Tuesday, August 9, 2016

Newbie Tuesday: Facial products series - A shopping list

Sorry for the delay in posting the ingredients you'll want to get for the first few projects for our Newbie Tuesday facial products series. The plan is to make these products...

Facial cleanser
Foaming facial cleanser
Exfoliating facial cleanser
Micellar water
And three gels - a gelled toner, serum, and an eye gel

We'll be starting the making part of the series on September 6th, which gives you at least 4 weeks to get your ingredients delivered. (I hope this is enough time! If it isn't, talk to me!)

THE SERIES HAS STARTED! Join us in these posts! 
Facial cleansers - the base recipes
Facial cleansers - the modified recipes with humectants

We will also be making a lotion based moisturizer at the end of the series. I'm not suggesting you buy the ingredients now as your lovely oils may not be so lovely by then, but I will promise to give you loads of notice before we get to those posts.

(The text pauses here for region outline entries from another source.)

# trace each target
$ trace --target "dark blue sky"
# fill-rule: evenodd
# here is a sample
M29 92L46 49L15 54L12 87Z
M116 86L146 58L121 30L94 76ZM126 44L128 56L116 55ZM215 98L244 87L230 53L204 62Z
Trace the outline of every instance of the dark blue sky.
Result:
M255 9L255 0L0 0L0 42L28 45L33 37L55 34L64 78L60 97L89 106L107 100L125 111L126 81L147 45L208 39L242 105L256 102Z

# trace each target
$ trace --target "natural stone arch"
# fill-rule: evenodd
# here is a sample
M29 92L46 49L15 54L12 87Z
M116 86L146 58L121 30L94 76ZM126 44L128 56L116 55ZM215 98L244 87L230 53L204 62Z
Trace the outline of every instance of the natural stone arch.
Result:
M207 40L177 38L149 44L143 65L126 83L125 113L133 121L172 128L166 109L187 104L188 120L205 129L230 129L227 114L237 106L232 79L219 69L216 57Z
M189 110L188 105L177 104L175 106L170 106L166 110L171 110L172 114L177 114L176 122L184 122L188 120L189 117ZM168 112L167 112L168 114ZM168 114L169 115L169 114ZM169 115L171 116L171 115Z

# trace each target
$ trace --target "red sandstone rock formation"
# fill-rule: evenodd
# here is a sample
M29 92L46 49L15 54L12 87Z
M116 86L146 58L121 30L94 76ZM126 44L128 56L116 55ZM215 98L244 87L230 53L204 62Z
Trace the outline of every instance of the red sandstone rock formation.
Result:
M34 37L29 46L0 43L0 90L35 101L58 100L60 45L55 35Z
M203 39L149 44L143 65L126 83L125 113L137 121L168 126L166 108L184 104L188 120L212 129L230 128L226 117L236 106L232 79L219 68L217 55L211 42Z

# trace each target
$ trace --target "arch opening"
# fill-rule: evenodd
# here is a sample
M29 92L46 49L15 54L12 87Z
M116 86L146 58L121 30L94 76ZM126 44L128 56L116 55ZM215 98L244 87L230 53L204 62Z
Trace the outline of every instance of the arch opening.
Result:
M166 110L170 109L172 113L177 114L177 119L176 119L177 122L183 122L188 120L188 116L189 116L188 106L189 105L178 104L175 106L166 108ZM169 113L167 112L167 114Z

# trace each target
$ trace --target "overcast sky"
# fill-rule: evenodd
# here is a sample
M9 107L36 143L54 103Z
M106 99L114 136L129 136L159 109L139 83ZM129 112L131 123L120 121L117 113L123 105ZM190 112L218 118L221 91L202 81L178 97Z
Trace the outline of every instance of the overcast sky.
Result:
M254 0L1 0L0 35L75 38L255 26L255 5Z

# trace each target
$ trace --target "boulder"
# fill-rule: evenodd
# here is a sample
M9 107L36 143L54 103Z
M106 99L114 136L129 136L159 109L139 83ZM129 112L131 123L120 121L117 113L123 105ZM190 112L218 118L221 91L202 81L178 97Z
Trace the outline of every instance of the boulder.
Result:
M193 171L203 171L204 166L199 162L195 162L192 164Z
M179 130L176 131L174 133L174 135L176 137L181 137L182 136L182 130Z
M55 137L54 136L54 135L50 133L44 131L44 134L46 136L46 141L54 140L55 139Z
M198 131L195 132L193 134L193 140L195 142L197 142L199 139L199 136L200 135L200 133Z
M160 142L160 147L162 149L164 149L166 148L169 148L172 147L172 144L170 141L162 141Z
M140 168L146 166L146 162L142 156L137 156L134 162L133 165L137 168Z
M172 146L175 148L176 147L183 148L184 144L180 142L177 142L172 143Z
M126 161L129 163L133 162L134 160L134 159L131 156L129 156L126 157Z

What you see below are the shopping lists I suggest for different skin types. If you're in doubt, the normal kit can be easily modified for oily and dry skin types. (Click here for my posts on skin chemistry and types!)

If you want to see the suggested equipment list, please click here

Voyageur Soap & Candle in Surrey, B.C., has put together kits for those of you wanting to participate in this series of posts. There is enough in each kit to make all the projects I've listed above, as well as a few other things like shampoo, body wash, or bubble bath! You have to order this specially from them, by calling customer service at 1-800-758-7773 or by e-mailing  sales@voyageursoapandcandle.com and asking to order the kit you want. You're saving 10% by buying the things together and you'll get another 5% customer reward discount! Woo! Thanks, Voyageur! (And remember to order an extra 60 ml of polysorbate 80 as I forgot to put that on the list with them!)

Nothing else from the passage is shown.